- Genre: comedy, current events

Cast and voices
- Hosted by: Ze Frank

Technical specifications
- Picture format: .flv, .mov, .mp4

Publication
- Original release: March 17, 2006 – March 17, 2007
- Updates: Weekdays

Related
- Website: http://www.zefrank.com/theshow

= The show with zefrank =

Web series

the show with zefrank is a web video show by Ze Frank that was produced each weekday from March 17, 2006 until March 17, 2007. The format of the program combined commentary on media and current events with viewer contributions and activities. the show is considered a pioneering development to the vlogging genre, notably in its usage of elements that would become commonplace in later vlogging culture. It also served as inspiration for many popular vloggers, including the Vlogbrothers, Philip DeFranco and Wheezy Waiter. It was the subject of articles in Slate, The New York Times, the Los Angeles Times, The Guardian, and Newsweek.

==Format==
Episodes of the show run from two to three minutes in length. Topics range from serious socio-political commentary to absurdist comedy and running gags. One such gag was to open episodes with outlandish skits, followed by the question "Are the new viewers gone yet?" Another gag involved musical performances of original songs to emphasize a point or concept in the episode.

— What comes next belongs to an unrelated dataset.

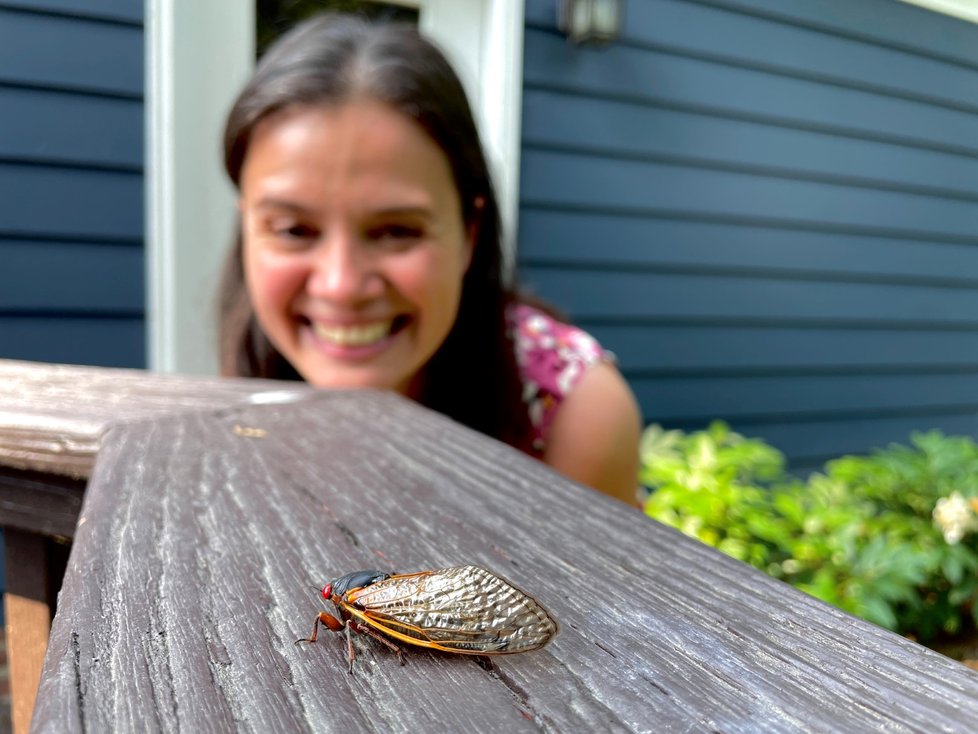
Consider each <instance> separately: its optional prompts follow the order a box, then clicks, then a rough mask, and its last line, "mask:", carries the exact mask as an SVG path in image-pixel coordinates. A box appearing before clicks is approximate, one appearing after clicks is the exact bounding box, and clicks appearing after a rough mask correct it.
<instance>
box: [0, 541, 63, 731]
mask: <svg viewBox="0 0 978 734" xmlns="http://www.w3.org/2000/svg"><path fill="white" fill-rule="evenodd" d="M4 549H5V555H6V557H5V558H4V562H5V564H6V576H7V589H6V593H5V594H4V597H3V603H4V613H5V619H6V635H7V652H8V658H9V666H10V701H11V712H10V713H11V719H12V724H13V731H14V734H26V733H27V730H28V729H29V728H30V724H31V712H32V711H33V709H34V701H35V698H36V697H37V686H38V681H39V680H40V678H41V665H42V663H43V661H44V650H45V649H46V648H47V644H48V633H49V631H50V629H51V608H50V606H49V604H48V601H49V600H48V592H47V578H46V572H45V567H46V565H47V551H46V548H45V541H44V538H42V537H40V536H39V535H34V534H33V533H25V532H21V531H18V530H14V529H12V528H5V529H4Z"/></svg>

Thousands of photos, videos and music files were contributed by the audience, including over 1,000 photos in one 20-hour period. Viewer feedback from a previous show, a segment he called "S-s-s-somethin' from the comments," often served as a launching point to a new topic. One episode was scripted by thousands of viewers using a wiki.

On the May 16, 2006 episode, Ze challenged his viewers to create an "Earth Sandwich." The goal was to place two pieces of bread on the ground at points directly opposite each other on the globe, creating a giant sandwich between the two pieces of bread. The task was completed by brothers Duncan and Jon Rawlinson in Spain and Morgan in New Zealand.

==Ending==
The show concluded on March 17, 2007, as planned. Ze's final words to his viewers were "thanks so much for an amazing year."

Ze did a five-year 'replay' podcast in 2011 where he posted commentary while watching episodes of 'the show'. Episodes of this podcast are still available online on YouTube.